Drive home the importance of parking

Living off-campus, I am classified as a day student. I have a parking hangtag that costs around $325 and allows for limited parking in only a select few spots on campus. While costly, I wouldn’t mind having to pay for parking if there wasn’t such a struggle to find an empty spot. What few day student locations there are fill up extremely quickly. Good luck is needed to find any parking at the Yates, Sadler, or even at the William and Mary Hall lots at any time after mid-morning. If the school is going to charge students an exorbitant fee for a parking pass, it shouldn’t force students to hunt like vultures for those few precious spots.

The parking crunch isn’t just a commuter student issue — it’s an issue for anyone who parks on campus. The amount of parking is woefully inadequate not only for commuters but for residents, staff and faculty as well. The faculty section of both the Sadler Center lot and the parking deck are constantly full, forcing professors to find alternative parking, often in awkward locations far from their classrooms. I’ve had friends who have struggled to find late-night resident parking at Randolph Complex or the Ludwell apartments.

The question has to be asked: Why is this an issue? It’s no secret that parking on campus is and has been a headache. Problematic parking isn’t an issue that springs up overnight; it is the result of years of bad planning and the inability to anticipate the needs of students. Even so, the College of William and Mary has had ample time to recognize and correct the problem. While both the cost of parking passes and the amount of public transport available to students help to alleviate some of the stress, the number of parking slots available simply doesn’t come close to the number needed for the student population to function.

The most obvious solution is simply to build more parking zones. This raises the question of where it would be most advantageous to do so. Space on campus is already at a premium. The College’s structure leaves little room for expansion. New parking would most likely be constructed on the fringes, forcing students to hike across campus to reach their ultimate destination.

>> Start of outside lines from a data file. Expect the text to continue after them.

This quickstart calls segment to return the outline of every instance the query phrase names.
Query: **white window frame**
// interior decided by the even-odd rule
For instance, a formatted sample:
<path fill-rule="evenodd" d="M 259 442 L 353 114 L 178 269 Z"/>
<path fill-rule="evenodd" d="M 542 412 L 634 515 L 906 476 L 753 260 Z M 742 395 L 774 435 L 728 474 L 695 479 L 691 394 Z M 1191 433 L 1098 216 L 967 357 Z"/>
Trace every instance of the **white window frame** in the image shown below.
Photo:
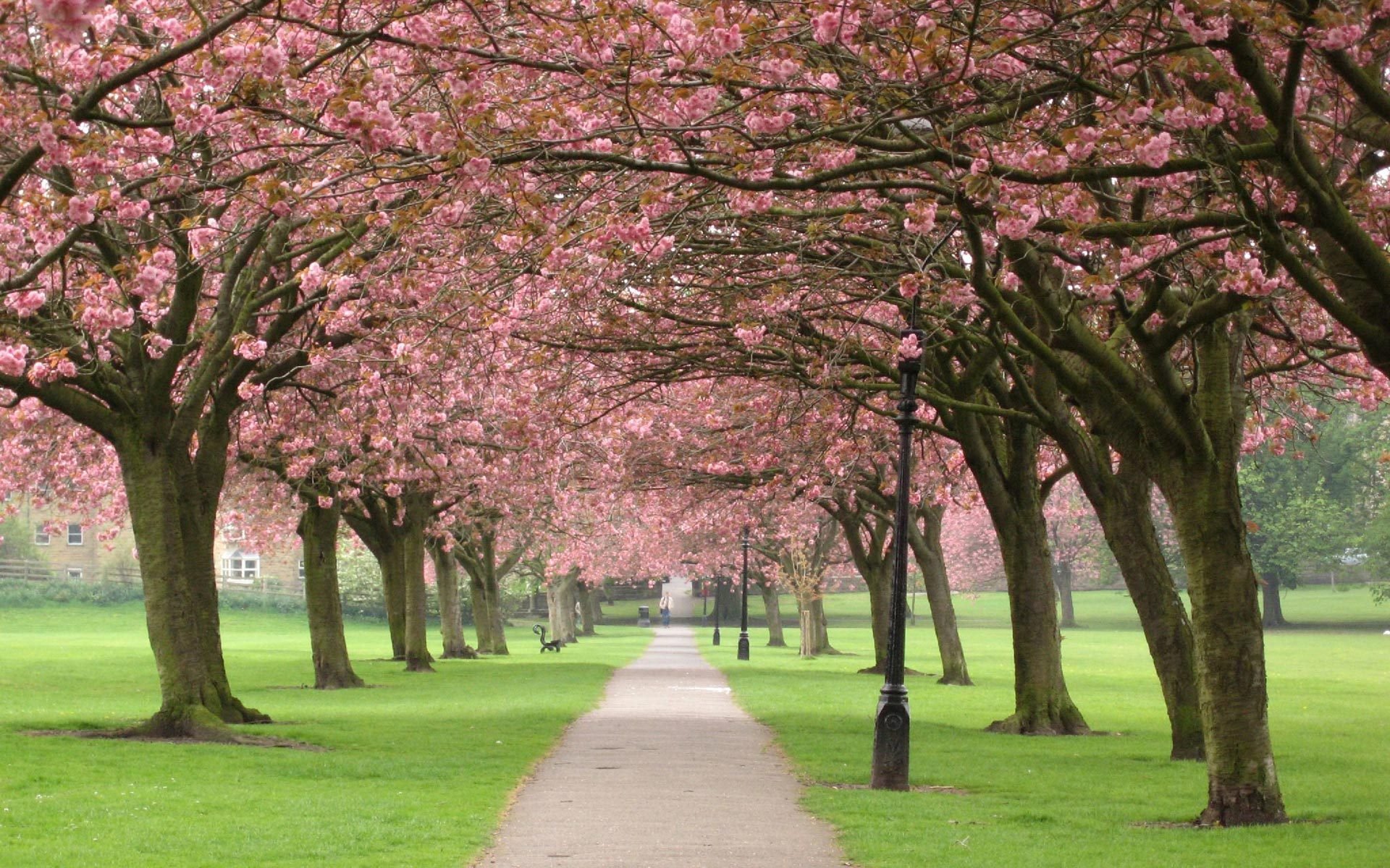
<path fill-rule="evenodd" d="M 222 556 L 222 579 L 232 585 L 252 585 L 260 578 L 260 554 L 232 549 Z"/>

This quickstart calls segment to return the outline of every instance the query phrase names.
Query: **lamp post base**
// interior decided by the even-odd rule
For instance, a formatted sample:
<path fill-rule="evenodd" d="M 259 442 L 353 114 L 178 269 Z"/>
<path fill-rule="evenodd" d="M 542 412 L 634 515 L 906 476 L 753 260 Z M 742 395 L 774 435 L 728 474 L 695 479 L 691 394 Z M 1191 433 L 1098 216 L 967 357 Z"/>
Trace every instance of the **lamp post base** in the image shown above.
<path fill-rule="evenodd" d="M 878 712 L 873 726 L 873 768 L 869 786 L 876 790 L 906 790 L 908 749 L 912 718 L 908 714 L 908 689 L 884 685 L 878 693 Z"/>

I think that the best solution is to expand the current parking lots vertically and underground where possible. Not only would this be more cost effective than building entirely new parking locations, but it would create more parking in suitable, convenient locations instead of in the far-flung reaches of the College.

One major concern is that such structures would stand alien among the campus’s historical vibe. These expansions could easily be built to blend in with the more traditional buildings on campus. Another solution is that new parking could be built onto the police station and William and Mary Hall, where a more modern structure would not stand out as much as when juxtaposed with the brick of Old Campus. While preserving the campus aesthetic is a dream, the parking situation is a nightmare that should take priority.

If expanded, parking would not only help students of the College. An expansion to the William and Mary Hall lot could even afford the campus a permanent visitor’s parking area. Visitor parking is never expected to be cheap, and many people would be willing to pay. At George Mason University, for example, I found myself spending $20 per day to visit.

A centralized parking space near the arena would also mean a diminished strain on campus during sporting events and other engagements, as fans would not have to drive through a maze of color-coded parking lots in order to find somewhere to park. With better parking, the College could bring in speakers and entertainment acts more often, increasing revenue.

With some smart planning on the part of the school, these new parking venues could eliminate an everyday nuisance for students while generating extra money and maintaining the look and tradition of our campus.